Jumat, Juli 11, 2014

[Resensi Novel dan Film] The Fault In Our Stars by John Green

Posted by tuslia on 7/11/2014 11:45:00 PM with No comments

Judul: The Fault in Our Stars: Salahkan Bintang-Bintang
Penulis: John Green
Penerjemah: Ingrid Dwijani Nimpoeno
Penyunting: Prisca Primasari
Proofreader: Yunni Yuliana M.
Desainer Sampul: BLUEgarden
Penerbit: Qanita (PT Mizan Pustaka)
Cetakan II, April 2013
Beli di Gramedia, Margonda
Harga 49k

Cover Belakang

Mengidap kanker pada umur 16 tahun pastilah terasa sebagai nasib sial, seolah bintang-bintang serta takdirlah yang patut disalahkan. Itulah yang dialami oleh Hazel Grace. Sudah begitu, ibunya terus memaksanya bergabung dengan kelompok penyemangat penderita kanker. Padahal, Hazel malas sekali.
Tapi, kelompok itu toh tak buruk-buruk amat. Di sana ada pasien bernama Augustus Waters. Cowok cakep, pintar, yang naksir Hazel dan menawarinya pergi ke Amsterdam untuk bertemu penulis pujaannya. Bersama Augustus, Hazel mendapatkan pengalaman yang sangat menarik dan tak terlupakan.
Tetap saja, rasa nyeri selalu menuntut untuk dirasakan, seperti halnya kepedihan. Bisakah Augustus dan Hazel tetap optimistis menghadapi penyakit mereka, meskipun waktu yang mereka miliki semakin sedikit setiap harinya?
Novel ini membawa kita ke dunia para karakternya, yang sanggup menghadapi kesulitan dengan humor-humor dan kecerdasan. Di balik semua itu, terdapat renungan mengenai berharganya hidup dan bagaimana kita harus melewatinya


Berawal baca review seorang teman dan melihat rating di Goodreads yang luar biasa, bahkan mendekati sempurna, saya pun langsung bergegas membelinya di toko buku. Saya sangat penasaran dengan "hal" yang membuat buku ini mendapat begitu banyak bintang dan pujian. Apakah karena judulnya terdapat kata "bintang"? Oke, itu konyol... #selfkeplak.

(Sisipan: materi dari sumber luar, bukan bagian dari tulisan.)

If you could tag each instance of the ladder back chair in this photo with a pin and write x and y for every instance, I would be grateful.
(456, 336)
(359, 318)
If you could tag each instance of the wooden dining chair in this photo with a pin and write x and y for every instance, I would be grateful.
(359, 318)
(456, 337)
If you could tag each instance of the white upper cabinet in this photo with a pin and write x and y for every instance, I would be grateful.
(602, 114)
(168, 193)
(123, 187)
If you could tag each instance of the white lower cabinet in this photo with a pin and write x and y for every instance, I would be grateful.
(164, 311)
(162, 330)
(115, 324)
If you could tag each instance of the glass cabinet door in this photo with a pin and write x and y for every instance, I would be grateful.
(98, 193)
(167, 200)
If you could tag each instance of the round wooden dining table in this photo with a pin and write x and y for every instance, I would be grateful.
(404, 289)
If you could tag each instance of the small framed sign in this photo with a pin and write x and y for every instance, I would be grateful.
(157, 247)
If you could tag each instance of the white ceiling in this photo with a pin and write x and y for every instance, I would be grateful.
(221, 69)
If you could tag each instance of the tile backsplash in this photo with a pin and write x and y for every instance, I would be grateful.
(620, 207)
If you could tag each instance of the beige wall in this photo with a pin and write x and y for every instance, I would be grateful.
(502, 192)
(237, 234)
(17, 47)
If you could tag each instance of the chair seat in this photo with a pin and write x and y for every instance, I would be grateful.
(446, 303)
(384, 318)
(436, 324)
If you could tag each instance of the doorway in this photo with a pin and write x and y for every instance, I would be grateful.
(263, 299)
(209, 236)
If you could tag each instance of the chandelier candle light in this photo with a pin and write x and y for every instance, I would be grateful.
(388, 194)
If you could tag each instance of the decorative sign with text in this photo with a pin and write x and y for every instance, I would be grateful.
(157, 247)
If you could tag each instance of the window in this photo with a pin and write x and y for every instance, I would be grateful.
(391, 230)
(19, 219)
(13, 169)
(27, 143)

John Green menggunakan sudut pandang orang pertama, tokoh Hazel Grace sebagai pencerita. Dari paragraf pertama saja, saya sudah sangat menyukai penokohan Hazel Grace. Membaca paragraf selanjutnya membuat saya jatuh cinta kepadanya. Meskipun mengidap kanker tiroid yang menyebabkan paru-parunya membutuhkan alat bantu pernapasan pada sisa hidupnya, dia tetap bersemangat karena tidak ingin hidup dari belas kasihan orang lain yang selalu dia sebut dengan Keistimewaan Kanker. Hazel Grace sangat cerdas, terlihat dari cara dia berpikir dan berbicara. Meskipun memang cenderung sinis dan sarkas, tetap saja semua yang dia ucapkan berbobot.

Hal itulah yang membuat Augustus, seorang penderita kanker lainnya (yang sudah dinyatakan bebas kanker oleh dokter, meskipun harus kehilangan salah satu kakinya dan menggunakan kaki palsu) jatuh cinta kepada Hazel. Augustus seorang yang periang dan selalu berpikiran positif, ketakutan terbesar dalam hidupnya adalah terlupakan. Augustus membuat kehidupan Hazel lebih sempurna. Awalnya, Hazel tidak suka bergaul, dengan adanya Augustus, dia lebih banyak melihat dunia luar. Bahkan Augustus membuat Hazel dapat pergi menemui penulis idolanya di Amsterdam.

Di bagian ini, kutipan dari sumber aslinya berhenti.